La fertilisation organique des substrats
L’efficacité des engrais organiques azotés pour les cultures de pleine terre est de mieux en mieux connue, grâce aux nombreux essais de plein champ et aux tests de laboratoire. La fertilisation organique se développe également pour les cultures hors sol (horticulture, maraichage, pépinière), notamment par la demande du consommateur de réduire l’usage d’intrants de synthèse. Le maintien d’un taux de TVA intermédiaire à 10% , applicable depuis le 01/01/2014 pour les matières fertilisantes d’origine organique agricole, n’ira pas à l’encontre de cette évolution.

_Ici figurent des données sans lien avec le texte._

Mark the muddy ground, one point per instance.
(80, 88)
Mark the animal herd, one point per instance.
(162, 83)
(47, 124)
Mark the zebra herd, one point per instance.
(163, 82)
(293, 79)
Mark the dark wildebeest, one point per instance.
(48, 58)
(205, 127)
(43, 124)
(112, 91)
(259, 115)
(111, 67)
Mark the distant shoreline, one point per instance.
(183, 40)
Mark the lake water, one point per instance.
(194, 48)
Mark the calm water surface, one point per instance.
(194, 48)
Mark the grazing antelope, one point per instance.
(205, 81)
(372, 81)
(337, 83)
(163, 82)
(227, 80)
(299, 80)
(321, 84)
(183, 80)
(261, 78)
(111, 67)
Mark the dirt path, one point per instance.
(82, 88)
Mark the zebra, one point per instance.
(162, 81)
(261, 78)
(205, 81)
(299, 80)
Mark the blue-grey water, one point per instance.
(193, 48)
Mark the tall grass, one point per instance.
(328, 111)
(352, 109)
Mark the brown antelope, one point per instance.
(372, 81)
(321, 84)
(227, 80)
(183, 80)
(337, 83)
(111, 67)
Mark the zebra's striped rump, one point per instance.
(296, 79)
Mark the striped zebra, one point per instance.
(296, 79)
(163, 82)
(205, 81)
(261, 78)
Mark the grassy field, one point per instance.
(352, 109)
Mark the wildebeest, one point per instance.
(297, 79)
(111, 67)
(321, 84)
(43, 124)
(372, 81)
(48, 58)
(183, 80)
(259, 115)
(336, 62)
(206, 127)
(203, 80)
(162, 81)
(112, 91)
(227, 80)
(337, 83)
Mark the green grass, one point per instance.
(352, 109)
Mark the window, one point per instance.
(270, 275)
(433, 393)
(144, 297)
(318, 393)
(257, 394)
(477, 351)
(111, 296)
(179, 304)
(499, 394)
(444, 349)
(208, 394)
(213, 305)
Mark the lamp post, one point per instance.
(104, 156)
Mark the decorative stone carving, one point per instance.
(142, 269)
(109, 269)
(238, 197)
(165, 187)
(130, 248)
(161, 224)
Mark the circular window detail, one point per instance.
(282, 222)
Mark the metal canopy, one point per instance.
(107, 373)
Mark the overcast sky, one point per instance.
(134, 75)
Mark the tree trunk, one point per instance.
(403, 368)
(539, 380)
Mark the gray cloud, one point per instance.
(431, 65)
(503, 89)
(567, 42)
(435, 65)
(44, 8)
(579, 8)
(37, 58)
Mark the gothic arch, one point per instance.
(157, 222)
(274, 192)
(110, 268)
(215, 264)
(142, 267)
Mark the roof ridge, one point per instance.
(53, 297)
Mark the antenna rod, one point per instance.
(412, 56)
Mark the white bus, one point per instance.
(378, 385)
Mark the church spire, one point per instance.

Mais les références acquises en pleine terre peuvent-elles être transposées aux substrats ? Quels paramètres doivent être pris en compte pour optimiser l’efficacité azotée d’un engrais organique dans un substrat ? Nous allons apporter des éléments de réponse basés sur les récentes études menées par l’Institut technique de l’horticulture en collaboration avec AUREA .
- La terre, un substrat comme les autres ?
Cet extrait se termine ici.